In his brief tenure on the D.C. Circuit federal Court of Appeals, Judge Roberts has yet to have the opportunity to render a decision on anything bearing on gay rights. With his confirmation, he will likely have a nearly immediate opportunity to do so, with the case, Forum for Academic and Institutional Rights (FAIR) v. Rumsfeld.

As described in admirable detail by Jeffrey Toobin in this week's New Yorker, it's a case your blogstress finds troubling all around. A coalition of academic institutions is fighting a law known as the Solomon Amendment that prohibits the disbursement of federal funds to any educational institution that denies, in any way, military recruiters the right to pitch graduating students through the usual campus job-placement programs and job fairs.
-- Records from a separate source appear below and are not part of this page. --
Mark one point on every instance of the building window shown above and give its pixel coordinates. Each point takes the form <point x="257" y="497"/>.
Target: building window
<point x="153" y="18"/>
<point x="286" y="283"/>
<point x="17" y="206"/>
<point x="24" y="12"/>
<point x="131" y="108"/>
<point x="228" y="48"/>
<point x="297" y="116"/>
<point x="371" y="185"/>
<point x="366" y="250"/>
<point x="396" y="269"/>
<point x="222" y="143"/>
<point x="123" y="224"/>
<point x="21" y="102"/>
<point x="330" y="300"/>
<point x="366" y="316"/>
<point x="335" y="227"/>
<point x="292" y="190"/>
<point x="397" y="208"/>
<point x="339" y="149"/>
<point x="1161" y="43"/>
The institutions in question had barred recruitment by any employers that discriminate against gay people (a most excellent policy), a category into which the military notoriously falls.

What troubles your cybertrix is the coalition's First-Amendment basis for its argument. It seems to her that the academic institutions are not being denied their right to speech; they're simply paying a price for their stance. Your Webwench fears that if the good guys (the academics) were to win, the teeth could be yanked out of Title IX, the law that forbids federal funding to any educational institution that fails to provide equal facilities for men and women students.

Here's Toobin:

Most observers regard the legal arguments of both sides in fair as at least plausible, but most of the current Justices would probably want to defer to the needs of the military. Roberts’s history suggests that he would do the same; the concept of judicial restraint means a reluctance to invalidate the actions of the other branches of government.

The "other branch of government" referred to here is Congress; it passed the Solomon Amendment by a wide margin.

While your blogstress does not wish to see a gay rights victory come at the expense of female college students, neither does she find solace in the specter of a justice who bows to the executive and legislative branches, both of which have lately seized powers never intended for them.